Her casting in that film set off a brouhaha, however. The material, adapted by Terrence McNally from his play "Frankie and Johnny in the Clair de Lune," is squarely in the pathos-of-the-little-people mode (like Paddy Chayefsky's "Marty"). Kathy Bates had played the part onstage, and Pfeiffer's casting unleashed the usual blather about the unfair advantage beauty has in the movies. But if you listened to the complaints, which ran along the lines of "Michelle Pfeiffer is too beautiful to be a waitress," you had to question the assumptions beneath them. Were those people saying that working-class women are ugly, or were they just falling back on the old canard that actors can't believably play ordinary people?
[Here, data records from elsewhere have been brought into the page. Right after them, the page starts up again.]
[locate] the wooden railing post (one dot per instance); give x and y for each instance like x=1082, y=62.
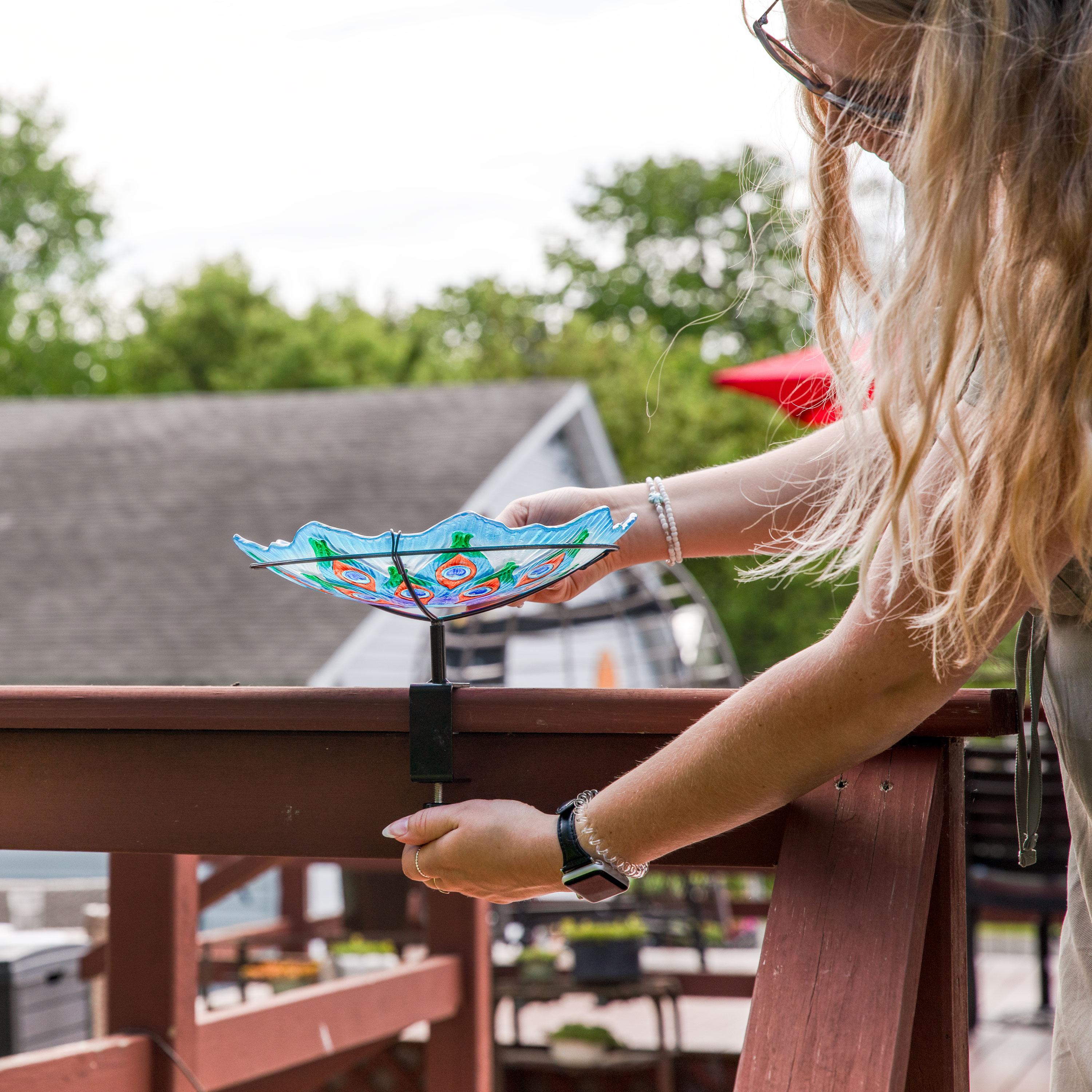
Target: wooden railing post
x=938, y=1049
x=152, y=964
x=460, y=1050
x=837, y=989
x=294, y=900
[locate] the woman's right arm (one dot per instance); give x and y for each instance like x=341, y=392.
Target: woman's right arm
x=736, y=509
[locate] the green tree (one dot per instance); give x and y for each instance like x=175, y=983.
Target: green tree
x=686, y=241
x=485, y=333
x=51, y=236
x=220, y=332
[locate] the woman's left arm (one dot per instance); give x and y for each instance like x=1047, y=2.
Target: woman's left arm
x=826, y=709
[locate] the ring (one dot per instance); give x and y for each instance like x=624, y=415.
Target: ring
x=416, y=864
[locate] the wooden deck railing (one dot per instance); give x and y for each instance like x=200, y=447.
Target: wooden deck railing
x=870, y=877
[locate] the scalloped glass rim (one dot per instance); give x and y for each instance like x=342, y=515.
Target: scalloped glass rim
x=462, y=566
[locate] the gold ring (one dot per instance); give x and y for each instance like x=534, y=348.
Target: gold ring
x=416, y=864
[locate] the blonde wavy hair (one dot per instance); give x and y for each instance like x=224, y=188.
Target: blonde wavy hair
x=995, y=268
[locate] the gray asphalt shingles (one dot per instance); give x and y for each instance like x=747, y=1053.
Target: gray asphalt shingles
x=117, y=516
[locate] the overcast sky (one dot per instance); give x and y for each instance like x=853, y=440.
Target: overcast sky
x=386, y=147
As Frankie, Pfeiffer wears little make-up, has circles under her eyes and lets her hair go slack and dull. But she isn't playing the actress's game of courting praise by drabbing herself down. Frankie's weariness comes from the inside, from too many identical days of slinging hash and too many nights with louses. In a sense, Pfeiffer's beauty works so well because, for Frankie, it's beside the point; she's too slugged out by life to take notice of herself. The resistance she puts up to Pacino's Johnny may be the spikiest acting Pfeiffer's done, and it undercuts the play's simple-minded premise that heartbreak has caused Frankie to hide from the adventure of life. Pfeiffer plays Frankie as a woman stubborn enough to insist on making her own decisions, sick of having to live up to other people's expectations. Pfeiffer reverses the power structure of the play so that by the time she yields to Pacino, it's entirely on Her terms. She puts real grit in McNally's phony symphony of the big city, an edge that the writer's well-made play design can't smooth down.

It's hard not to feel that, in the last few years, Pfeiffer has been in something of a holding pattern. Her movie choices seem less fortuitous ("Wolf," "To Gillian on her 37th Birthday," "Up Close and Personal,"), and though she's often been fine in them, they don't seem to inspire her. It may be that her attention is elsewhere -- perhaps in raising her two children, an adopted daughter and a younger son from her marriage to producer David E. Kelley ("The Practice," "Ally McBeal"). Pfeiffer has voiced her reluctance to do any movies whose production would take her away from her children. And it may be that she is trying to reflect her experience as a mother with parts like "One Fine Day," "A Thousand Acres" and this year's "The Deep End of the Ocean." The trouble is that mom roles, by definition, tend toward the soft and sexless (some of the exceptions being Diane Keaton in "Shoot the Moon," Andie McDowell in "Unstrung Heroes" and Allison Steadman in "Life Is Sweet"), and the roles Pfeiffer is choosing leave no place for either her toughness or her lyricism.

Critics and feminists have been quick to complain that in the movies, women past 40 are no longer viewed sexually. Part of that problem is the virtuous roles that are touted for actresses past 40, washed-out domestic bits that are supposed to "address the concerns of real women" or some such thing (and are often from bestsellers written by women, as in the case of "A Thousand Acres" and "The Deep End of the Ocean"); overtly sexual roles are considered demeaning or inappropriate. The luxuriance Pfeiffer brings to the fairy queen Titania in Michael Hoffman's mucked-up new film of "A Midsummer Night's Dream" is a step in the right direction. But why does playing your age too often mean drabbing yourself down? And where does that leave those actresses, like Michelle Pfeiffer, whose sexuality is inseparable from their intelligence and their excitement?